API access with no local copy when data changes frequently enough that a replica would be unreliable, when point lookups are sufficient, when query volume is low enough that network calls are practical, or when sensitivity of the data makes replication a security concern. User authentication and permissions are the standard example.
Colocation in the same database when two things that appear separate are the same bounded context: owned by the same team, deployed together, sharing the same operational requirements. The test is whether you could hand one piece to a different team and have both still function independently. If not, they are one thing and should live together.
Colocation is a legitimate architectural choice, not a fallback. The condition for choosing it is that the boundary between two concerns is genuinely weak. It is not a substitute for defining APIs and sync mechanisms when the boundary is real.
What Accumulates When You Ignore This
Every table added to a shared schema without an ownership model expands the cognitive surface area for every developer on every team. Every view added to reshape data for a consuming application adds to a dependency graph that exists nowhere in your documentation. Every client-specific schema added for a new tenant keeps the onboarding cost constant while system complexity grows.
The specific failure modes are predictable.
Schema changes become cross-team coordination events. A column rename requires knowing every consumer of that table. That knowledge lives in people's heads. People leave.
View dependencies become invisible infrastructure. Views used as join targets in other views, which are themselves referenced by application queries, produce query plans that cannot be optimized and dependency chains that cannot be enumerated without querying system catalogs and hoping everything is registered.
Analytical queries and transactional queries compete for the same resources. A runaway BI dashboard competes with your application for IOPS and connections.

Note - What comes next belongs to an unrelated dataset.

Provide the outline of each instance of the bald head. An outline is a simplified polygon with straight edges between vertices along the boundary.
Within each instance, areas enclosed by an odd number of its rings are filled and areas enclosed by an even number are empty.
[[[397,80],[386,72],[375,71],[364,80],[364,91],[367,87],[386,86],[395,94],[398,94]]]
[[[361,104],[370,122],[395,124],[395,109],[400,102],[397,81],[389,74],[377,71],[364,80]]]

A table lock from a migration affects every application and every client simultaneously.
The cost of each new client stays constant or grows. Multi-tenant application architecture is the only model where the marginal cost of an additional tenant decreases over time. A schema-per-client model never achieves this.
These are not speculative risks. They are the sequence of events that follows from the current approach, given enough time and enough growth.
The North Star
Build one explicitly owned service that is the canonical authority for shared reference and relationship data. It exposes data via API for point lookups and publishes change events for downstream replication. Each application team applies the rubric above to decide independently whether they replicate locally or call the API for each entity type they need.
Applications own their domain extensions and their application state. They never reach past the core data service into the analytical layer directly. The analytical layer feeds the data services layer, which produces computed data products that applications consume.
This is not a more complex architecture. It is complexity given a location and rules for how it grows.
The question to ask at every design review: for this piece of data, which system is right when everyone else is wrong? When the answer is clear, the architecture follows from the rubric. When the answer is unclear, that is the conversation to have before writing any code.